Request for explanation of RAM DISK ratio in ES

I came across the term of ram:disk ratio when I was watching one of the webminar, but I don't really understand on why the ratio.

Previously my understanding of ES is that, for example I have a 64GB memory data node, and I had assigned 30GB out of 64GB as JVM Heap, so now I left with 34GB of memory for Lucene.

So ideally, the total storage of index for that data node shouldn't exceed 34GB as if it exceeds, there will performance hit.

But with the ratio, for example 1:24, does it means that with 34GB of RAM, my data node can support up to 816GB of indexes? Since 34GB x 24 = 816?

Thank you.

Not exactly. The non-heap memory is used by the OS to cache Lucene files. But it's not used directly by Lucene.

It'd be 30GB (being heap) x 24.

So the ratio actually is for ES JVM? Means ratio so that JVM heap won't burst from size of indexes?
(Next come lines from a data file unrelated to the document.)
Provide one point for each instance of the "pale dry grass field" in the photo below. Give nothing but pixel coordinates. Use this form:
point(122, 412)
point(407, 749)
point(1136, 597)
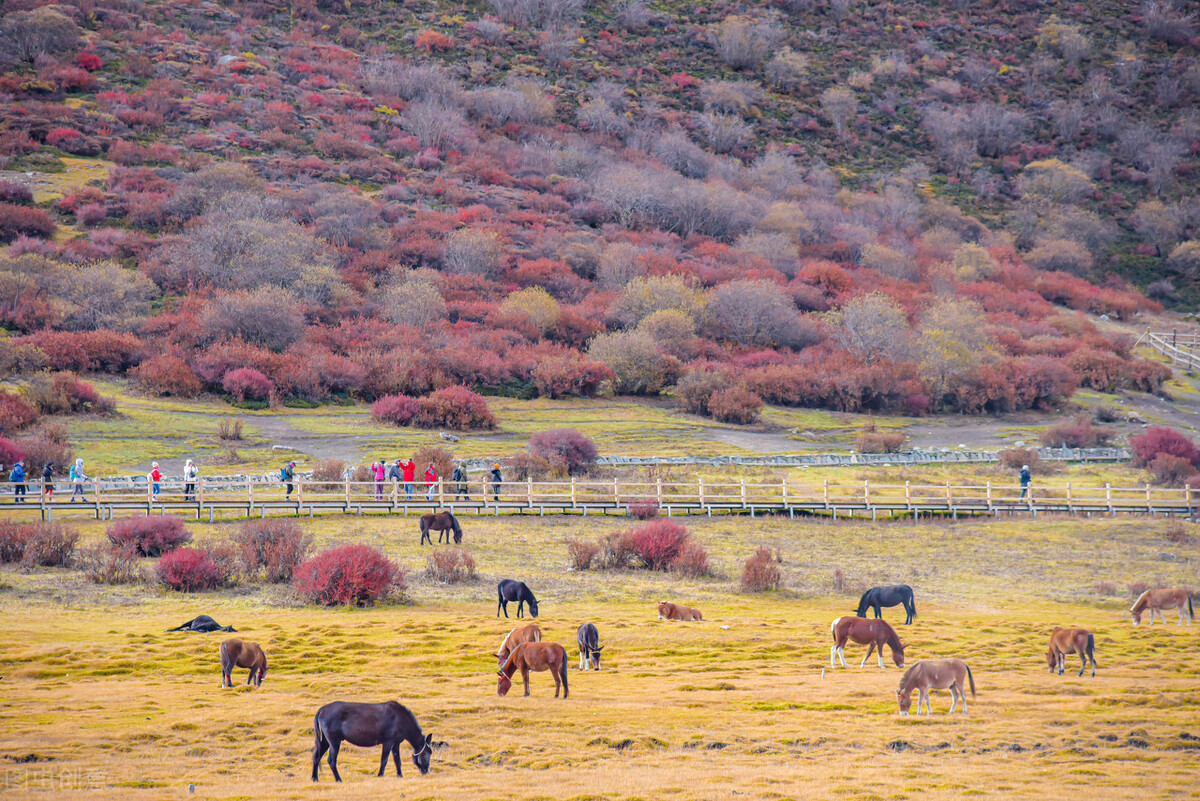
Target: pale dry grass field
point(742, 705)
It's in relation to the heap size, yes.

It's not a hard limit, you can go more, or less. It's really a starting point.

It is basically a way to specify the storage capacity of a node in relation to the size of the node measured in RAM. This typically assumes 50% of RAM is given to heap as per best practice. The ratio is typically low for search heavy use cases as this often requires data to be cached in the OS page cache. For logging use cases it can however often be much higher as the amount of data stored on a node often is limited by the heap size.

So for example the below formula which I take from one of the webminar:

Total Data Nodes = ROUNDUP(Total Storage (GB) / Memory per data node / Memory:data ratio) + 1 Data node for failover capacity

So the memory per data node should I put the full amount of RAM or the heap size? In which max value will be 30GB.

Which webinar are you referring to?

elasticsearch-sizing-and-capacity-planning

That calculation seems correct.

I have not watched that one but would expect it to use the same convention used on Elastic Cloud. There a 16GB node indicates the amount of RAM and it has 8GB heap. If it had s disk-to-memory ratio of 10 that would mean 160GB storage.

Sorry I not quite understand the meaning here, does it mean memory per data node is actually heap memory available?

No, Elasticsearch needs a good amount of off-heap memory to function well which is why it is recommended to give 50% of available RAM to the heap.

I think @zidane28 is confused because all the literature and yourself calculate the RAM:Disk ratio with the server RAM and NOT with the heap. But @warkolm said it was the heap amount that went into this ratio.

Which puts us in a pickle :slight_smile: I too would say RAM is the number used everywhere I ever saw this ratio concept referenced.

You can calculate a ratio with heap if you want but if people were to do that they would not be talking about the same thing when they have discussions.

Maybe Mark just made a mistake in the heat of the moment or else even I am confused following this thread?

To be clear the ratio can vary from like 1:8 to 1:500 depending on the usecase and always assumes ~50% of RAM is heap with max RAM of ~64GB but we still should all calculate it the same way or else it stops making any sense :wink:

The amount of heap is often what limits how much data you can store on a node and increasing off-heap memory doe not necessarily affect how much data the node can hold. It therefore makes a lot of sense relating it to heap, although this is as far as I know not the way it is generally done.

Sorry for the late reply as I'm away to a place with limited internet access.

Based on the points above, can I conclude that the max GB of indexes that a data node can support is:

30GB (Max Heap that ES can support optimally) * (ratio that you want to use) ?

So in this case, if the ratio is 1: 16, so the GB of indexes the data node can hold is 30 * 16 = 480 GB?

On Elastic Cloud you can create nodes of different sizes but the relation between CPU, RAM (and therefore heap) and storage is constant per type of node. This is where I believe the RAM-to-disk ratio came from, as it is used to describe how much storage you get allocated in relation to the size of the node. It can therefore describe how much storage a node has or just as well how much data it holds.

If you have a node with 16GB RAM (8 GB heap) and your node type is highio, which offers a RAM-to-disk ratio of 1:30, this node will have 16 * 30 GB = 480GB storage attached. This typically works as long as the heap size is 50% of allocated RAM.

Does that make sense?

Yes it does! Thanks!

This topic was automatically closed 28 days after the last reply. New replies are no longer allowed.